From f05e94671d46157399fd46b19e0ada211fc9a777 Mon Sep 17 00:00:00 2001
From: Huy Do <huydhn@gmail.com>
Date: Thu, 24 Jul 2025 17:48:24 -0700
Subject: [PATCH 2/3] Use iPhone 15 pro

Signed-off-by: Huy Do <huydhn@gmail.com>
---
 .github/workflows/apple-perf-private-device-experiment.yml | 6 +++---
 1 file changed, 3 insertions(+), 3 deletions(-)

diff --git a/.github/workflows/apple-perf-private-device-experiment.yml b/.github/workflows/apple-perf-private-device-experiment.yml
index e203ce0037d..47e2c6c9340 100644
--- a/.github/workflows/apple-perf-private-device-experiment.yml
+++ b/.github/workflows/apple-perf-private-device-experiment.yml
@@ -23,7 +23,7 @@ on:
         description: Target devices to run benchmark
         required: false
         type: string
-        default: apple_iphone_15+private
+        default: apple_iphone_15+pro_private
       benchmark_configs:
         description: The list of configs used the benchmark
         required: false
@@ -39,7 +39,7 @@ on:
         description: Target devices to run benchmark
         required: false
         type: string
-        default: apple_iphone_15+private
+        default: apple_iphone_15+pro_private
       benchmark_configs:
         description: The list of configs used the benchmark
         required: false
@@ -58,5 +58,5 @@ jobs:
       contents: read
     with:
       models: ${{ inputs.models || github.event_name == 'schedule' && 'Qwen/Qwen3-0.6B,HuggingFaceTB/SmolLM2-135M,meta-llama/Llama-3.2-1B,allenai/OLMo-1B-hf,google/gemma-3-1b-it' || 'google/gemma-3-1b-it' }}
-      devices: apple_iphone_15+private
+      devices: apple_iphone_15+pro_private
       benchmark_configs: ${{ inputs.benchmark_configs }}

From 2e76fc51a36074801996e02bbfc610da124098b6 Mon Sep 17 00:00:00 2001
From: Huy Do <huydhn@gmail.com>
Date: Thu, 24 Jul 2025 19:01:48 -0700
Subject: [PATCH 3/3] Fix unit test

Signed-off-by: Huy Do <huydhn@gmail.com>
---
 .../tests/test_gather_benchmark_configs.py    | 44 +++++++++++++++----
 1 file changed, 35 insertions(+), 9 deletions(-)

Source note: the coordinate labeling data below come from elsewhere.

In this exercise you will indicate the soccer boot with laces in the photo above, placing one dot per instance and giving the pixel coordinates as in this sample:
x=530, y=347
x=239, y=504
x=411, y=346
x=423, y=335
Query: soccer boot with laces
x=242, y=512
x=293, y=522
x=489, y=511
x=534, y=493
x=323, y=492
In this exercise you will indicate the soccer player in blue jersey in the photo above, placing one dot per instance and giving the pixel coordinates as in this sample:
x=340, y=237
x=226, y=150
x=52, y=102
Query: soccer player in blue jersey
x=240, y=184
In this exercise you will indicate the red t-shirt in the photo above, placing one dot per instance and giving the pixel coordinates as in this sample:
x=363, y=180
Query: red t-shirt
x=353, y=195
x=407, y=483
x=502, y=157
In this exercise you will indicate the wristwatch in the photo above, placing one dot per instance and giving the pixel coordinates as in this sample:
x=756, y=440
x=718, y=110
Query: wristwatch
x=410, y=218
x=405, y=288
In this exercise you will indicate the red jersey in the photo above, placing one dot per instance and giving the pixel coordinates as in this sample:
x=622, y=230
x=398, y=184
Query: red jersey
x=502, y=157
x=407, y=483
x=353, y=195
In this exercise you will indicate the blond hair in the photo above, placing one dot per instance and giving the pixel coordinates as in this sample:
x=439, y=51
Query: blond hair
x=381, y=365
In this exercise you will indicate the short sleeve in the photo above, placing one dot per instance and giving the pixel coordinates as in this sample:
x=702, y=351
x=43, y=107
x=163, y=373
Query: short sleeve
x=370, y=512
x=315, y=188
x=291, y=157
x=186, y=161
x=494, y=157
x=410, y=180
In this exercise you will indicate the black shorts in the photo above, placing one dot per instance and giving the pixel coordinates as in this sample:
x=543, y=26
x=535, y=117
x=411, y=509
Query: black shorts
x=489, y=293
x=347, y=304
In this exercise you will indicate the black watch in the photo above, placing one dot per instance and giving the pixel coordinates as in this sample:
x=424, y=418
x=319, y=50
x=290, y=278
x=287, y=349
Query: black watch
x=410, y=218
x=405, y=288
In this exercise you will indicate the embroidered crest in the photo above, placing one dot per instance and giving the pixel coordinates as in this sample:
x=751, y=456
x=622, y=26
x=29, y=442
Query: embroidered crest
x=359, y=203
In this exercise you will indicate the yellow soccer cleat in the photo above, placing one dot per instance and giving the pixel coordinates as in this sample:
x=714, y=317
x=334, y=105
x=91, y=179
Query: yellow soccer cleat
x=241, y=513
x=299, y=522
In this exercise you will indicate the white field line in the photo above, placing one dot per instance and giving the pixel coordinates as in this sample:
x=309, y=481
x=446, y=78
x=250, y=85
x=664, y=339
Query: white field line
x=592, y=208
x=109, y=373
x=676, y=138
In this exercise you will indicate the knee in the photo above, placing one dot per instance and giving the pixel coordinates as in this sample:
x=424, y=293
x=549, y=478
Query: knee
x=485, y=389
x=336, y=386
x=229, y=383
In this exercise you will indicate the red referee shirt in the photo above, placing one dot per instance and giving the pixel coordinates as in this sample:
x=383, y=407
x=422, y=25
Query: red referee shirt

diff --git a/.ci/scripts/tests/test_gather_benchmark_configs.py b/.ci/scripts/tests/test_gather_benchmark_configs.py
index 8f422a1c391..07766cdd746 100644
--- a/.ci/scripts/tests/test_gather_benchmark_configs.py
+++ b/.ci/scripts/tests/test_gather_benchmark_configs.py
@@ -192,20 +192,28 @@ def test_set_output_no_github_env(self, mock_getenv, mock_file):
 
     def test_device_pools_contains_all_devices(self):
         expected_devices = [
-            "apple_iphone_15",
-            "apple_iphone_15+ios_18",
-            "samsung_galaxy_s22",
-            "samsung_galaxy_s24",
-            "google_pixel_8_pro",
+            "apple_iphone_15+public",
+            "apple_iphone_15+ios_18_public",
+            "samsung_galaxy_s22+public",
+            "samsung_galaxy_s24+ultra_private",
+            "google_pixel_8+pro_public",
         ]
         for device in expected_devices:
-            self.assertIn(device, self.gather_benchmark_configs.DEVICE_POOLS)
+            m = re.match(self.gather_benchmark_configs.DEVICE_POOLS_REGEX, device)
+
+            device_name = m.group("device_name")
+            variant = m.group("variant")
+
+            self.assertIn(device_name, self.gather_benchmark_configs.DEVICE_POOLS)
+            self.assertIn(
+                variant, self.gather_benchmark_configs.DEVICE_POOLS[device_name]
+            )
 
     def test_gather_benchmark_configs_cli(self):
         args = {
             "models": "mv2,dl3",
             "os": "ios",
-            "devices": "apple_iphone_15",
+            "devices": "apple_iphone_15+pro_private",
             "configs": None,
         }
 
@@ -223,11 +231,29 @@ def test_gather_benchmark_configs_cli(self):
         self.assertIn('"config": "xnnpack_q8"', result.stdout)
         self.assertIn('"config": "mps"', result.stdout)
 
-    def test_gather_benchmark_configs_cli_specified_configs(self):
+    def test_gather_benchmark_configs_cli_invalid_device(self):
         args = {
             "models": "mv2,dl3",
             "os": "ios",
             "devices": "apple_iphone_15",
+            "configs": None,
+        }
+
+        cmd = ["python", ".ci/scripts/gather_benchmark_configs.py"]
+        for key, value in args.items():
+            if value is not None:
+                cmd.append(f"--{key}")
+                cmd.append(value)
+
+        result = subprocess.run(cmd, capture_output=True, text=True)
+        self.assertEqual(result.returncode, 0, f"Error: {result.stderr}")
+        self.assertIn('{"include": []}', result.stdout)
+
+    def test_gather_benchmark_configs_cli_specified_configs(self):
+        args = {
+            "models": "mv2,dl3",
+            "os": "ios",
+            "devices": "apple_iphone_15+private",
             "configs": "coreml_fp16,xnnpack_q8",
         }
 
@@ -249,7 +275,7 @@ def test_gather_benchmark_configs_cli_specified_configs_raise(self):
         args = {
             "models": "mv2,dl3",
             "os": "ios",
-            "devices": "apple_iphone_15",
+            "devices": "apple_iphone_15+public",
             "configs": "qnn_q8",
         }